There are a number of strategies we can apply here and they are dependent on what the source of the missing values is. There is various research available on this topic, referred to as missing value imputation, but we'll stick to some simple solutions.

#### Errors

When missing values are the result of errors, whether in the data gathering part or the data collection part (i.e. wrong query), I think it is best to ignore the records if possible.

In [None]:
# print number of non missing values for Drive

#### Laziness

Sometimes a missing values implies the information is either not known or not applicable. In these case we simply make it explicit by providing a fill value. There are other methods of "filling" the gaps, see the [pandas documentation](https://pandas.pydata.org/pandas-docs/stable/reference/api/pandas.DataFrame.fillna.html) for more information.

In [None]:
# fill missing values for Turbocharger and Supercharger

### Outliers

Outliers can too be caused by errors (e.g. misreading in measurement equipment) or they might not be representative of the relationships we're considering. In either case it's a matter of detecting them and removing them.

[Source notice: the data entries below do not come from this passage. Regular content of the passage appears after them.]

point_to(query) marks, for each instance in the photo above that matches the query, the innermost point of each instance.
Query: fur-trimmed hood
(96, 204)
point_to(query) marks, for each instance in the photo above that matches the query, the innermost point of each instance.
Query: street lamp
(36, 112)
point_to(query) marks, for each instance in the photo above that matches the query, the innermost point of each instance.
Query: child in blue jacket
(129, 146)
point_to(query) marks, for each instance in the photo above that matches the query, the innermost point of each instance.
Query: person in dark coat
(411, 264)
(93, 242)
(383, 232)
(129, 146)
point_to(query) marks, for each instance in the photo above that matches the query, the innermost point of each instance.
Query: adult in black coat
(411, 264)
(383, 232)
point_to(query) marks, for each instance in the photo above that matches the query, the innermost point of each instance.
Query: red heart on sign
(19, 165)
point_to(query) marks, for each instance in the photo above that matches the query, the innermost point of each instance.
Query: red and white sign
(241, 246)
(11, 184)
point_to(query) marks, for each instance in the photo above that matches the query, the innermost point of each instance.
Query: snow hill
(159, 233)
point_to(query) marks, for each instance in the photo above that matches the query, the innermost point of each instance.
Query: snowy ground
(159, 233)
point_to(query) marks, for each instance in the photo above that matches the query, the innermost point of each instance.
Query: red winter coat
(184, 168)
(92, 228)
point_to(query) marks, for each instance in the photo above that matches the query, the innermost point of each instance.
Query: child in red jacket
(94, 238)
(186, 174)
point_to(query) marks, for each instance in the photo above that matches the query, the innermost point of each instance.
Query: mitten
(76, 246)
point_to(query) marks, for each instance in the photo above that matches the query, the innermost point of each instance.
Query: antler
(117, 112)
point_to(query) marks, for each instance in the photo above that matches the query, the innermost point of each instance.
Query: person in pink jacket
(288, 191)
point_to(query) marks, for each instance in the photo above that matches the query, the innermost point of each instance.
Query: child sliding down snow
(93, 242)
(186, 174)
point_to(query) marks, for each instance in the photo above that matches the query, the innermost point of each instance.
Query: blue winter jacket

A simple way of detecting outliers is to consider the mean/median and add one or two standard deviations. Anything above these values can be considered an outlier. 

In [None]:
# print number of outliers for MPG

In [None]:
# create clean dataset

## Relationship Analysis

The above is all to do with cleaning the data to make modeling easier. But before we move on to that stage we can still extract some more information from the dataset by looking at relationships between variables. The best way to do this is through visualisations.

In [None]:
# print pair plot


### Boxplots

When it comes to relationship between categorical values and numerical values, boxplots are the way to go. They display the distribution of the numerical values per category.

In [None]:
# print boxplot for Drive vs MPG

In [None]:
# print boxplot for Turbocharger vs MPG

In [None]:
# print boxplot for Supercharger vs MPG

In [None]:
# print boxplot for Engine Cylinders vs MPG

There are various incarnations of the boxplot (violinplot, swarmplot) that may give you more information but in this case that would be overkill.